If you’ve ever funded a startup or early stage company or you’re trying to fund one right now, you know that it’s tough raising money.
It doesn’t matter how great your company is, how big your market opportunity is, or how much experience your management team has. Unless you’re a proven entrepreneur with an exit under your belt or you’re raising money from family it’s the hardest part of starting and growing a business—and you may not like what you get if Uncle David invests in your company.
Of course, there’s the startup funding ecosystem of tech angels and venture capitalists, and crowdfunding is now a possibility too. But let's call a spade a spade: angels are only good for so much capital—likely not enough to build your business—and they expect you to bring in new, larger investors who can lead them to an exit. Unless you’ve attracted A-list angels who introduce you to their private investor and VC contacts, you may find yourself needing more capital and too far down the path to attract new startup tech angels. You may also find that your investors are not willing or able to invest again or could demand terms you really don’t like. To make matters worse, if you haven’t attracted the attention of the small handful of VC’s in Canada by this point the odds of doing so have gone down appreciably.
So now what? Are there any other sources of capital? What about the stock market and stock market investors? What about stockbrokers? Actually, come to think about it, where did they go? Didn’t they raise a lot of money for tech companies back in the good old dotcom days? What happened?
Well you could say that, since 2001, most of them left for the “old Canada” they grew up with. This is Canada, after all, where we’ve been digging things up and chopping them down for hundreds of years, and investors and the stock markets have done quite well, thank you very much. In fact over the last 10 or so years, while a bull market drove the prices of pretty much every commodity a lot higher, the Toronto Stock Exchange became the world’s largest source of mining investment.
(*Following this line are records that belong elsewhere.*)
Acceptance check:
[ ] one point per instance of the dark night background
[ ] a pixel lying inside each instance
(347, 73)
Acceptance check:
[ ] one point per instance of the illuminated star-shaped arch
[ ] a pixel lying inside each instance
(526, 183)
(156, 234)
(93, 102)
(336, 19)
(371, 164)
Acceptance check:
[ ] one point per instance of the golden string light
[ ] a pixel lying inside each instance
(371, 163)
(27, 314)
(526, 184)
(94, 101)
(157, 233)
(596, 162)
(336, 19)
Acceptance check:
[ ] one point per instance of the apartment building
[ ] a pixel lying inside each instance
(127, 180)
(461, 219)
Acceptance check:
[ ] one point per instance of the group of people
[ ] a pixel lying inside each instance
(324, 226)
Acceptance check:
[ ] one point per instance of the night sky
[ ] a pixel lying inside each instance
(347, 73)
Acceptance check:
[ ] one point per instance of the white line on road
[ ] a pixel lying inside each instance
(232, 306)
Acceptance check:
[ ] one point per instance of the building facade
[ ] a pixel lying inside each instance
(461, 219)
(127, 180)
Why would anyone invest in tech companies when they could make easy money speculating on mining and oil stocks? The answer is they didn’t, and here’s some scary statistics that prove it.
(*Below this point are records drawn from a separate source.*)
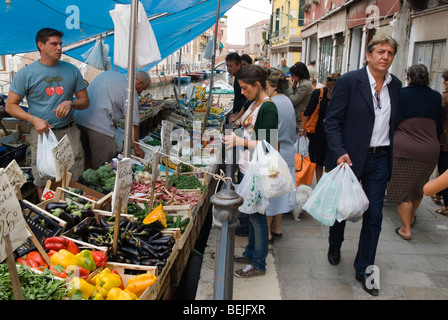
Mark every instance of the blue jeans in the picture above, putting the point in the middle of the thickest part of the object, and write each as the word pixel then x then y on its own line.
pixel 374 181
pixel 257 248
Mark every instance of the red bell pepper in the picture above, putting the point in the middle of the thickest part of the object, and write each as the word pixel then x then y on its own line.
pixel 36 256
pixel 22 261
pixel 58 271
pixel 100 258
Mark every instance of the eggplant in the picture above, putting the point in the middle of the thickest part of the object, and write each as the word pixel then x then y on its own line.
pixel 56 205
pixel 80 228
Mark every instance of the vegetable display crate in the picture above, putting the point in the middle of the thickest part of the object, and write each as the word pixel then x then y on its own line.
pixel 11 153
pixel 41 223
pixel 127 271
pixel 98 199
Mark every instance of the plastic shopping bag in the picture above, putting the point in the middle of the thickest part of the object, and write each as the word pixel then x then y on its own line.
pixel 248 189
pixel 44 159
pixel 275 177
pixel 323 202
pixel 353 201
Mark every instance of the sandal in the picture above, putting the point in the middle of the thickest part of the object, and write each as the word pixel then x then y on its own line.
pixel 401 235
pixel 443 211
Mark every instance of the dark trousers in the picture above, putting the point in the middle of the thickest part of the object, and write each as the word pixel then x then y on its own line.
pixel 374 181
pixel 442 166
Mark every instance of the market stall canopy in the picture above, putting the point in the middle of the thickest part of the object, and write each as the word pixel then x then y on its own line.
pixel 174 22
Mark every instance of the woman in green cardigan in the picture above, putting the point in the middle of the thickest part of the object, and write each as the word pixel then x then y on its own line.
pixel 259 122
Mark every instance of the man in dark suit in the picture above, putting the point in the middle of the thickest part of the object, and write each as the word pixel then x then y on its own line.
pixel 359 126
At the top of the market in 2001, the weighting of tech companies as a percentage of the value of the TSX was around 28%. By mid 2012 it was as low as 1.6%. Yes, Nortel exaggerated the weighting in 2001. So what? Investment in tech still fell off a cliff as Canadian financial markets focused on resource companies and the commodities bull market.
Fast forward 10 years and like anything that’s too good to last, the commodities bull market came to an end—or, if you want to take the optimistic view, entered into a prolonged "correction." The result is that mining investment has pretty much stopped cold. Mining stocks have fallen out of favour to the point where share prices are down over 80% in many cases and there are hundreds of junior public companies in Canada flat broke and out of business.
So with the mining bull market over and resource stocks in the basement, Canadian investors started looking at tech again last year. The result has been that tech stocks in general have outperformed the rest of the market in Canada by a wide margin.
Stockbrokers, being a resilient and industrial lot, are paying attention: many are now actively—some might say desperately—searching for quality tech companies large and small who have a strong story, need capital, and may be interested in going public eventually.
Tech companies need to do their homework on who they’re dealing with—and be prepared to talk to people who were investing in mining companies a year ago—but the shift has begun and a forgotten source of capital is once again starting to become available.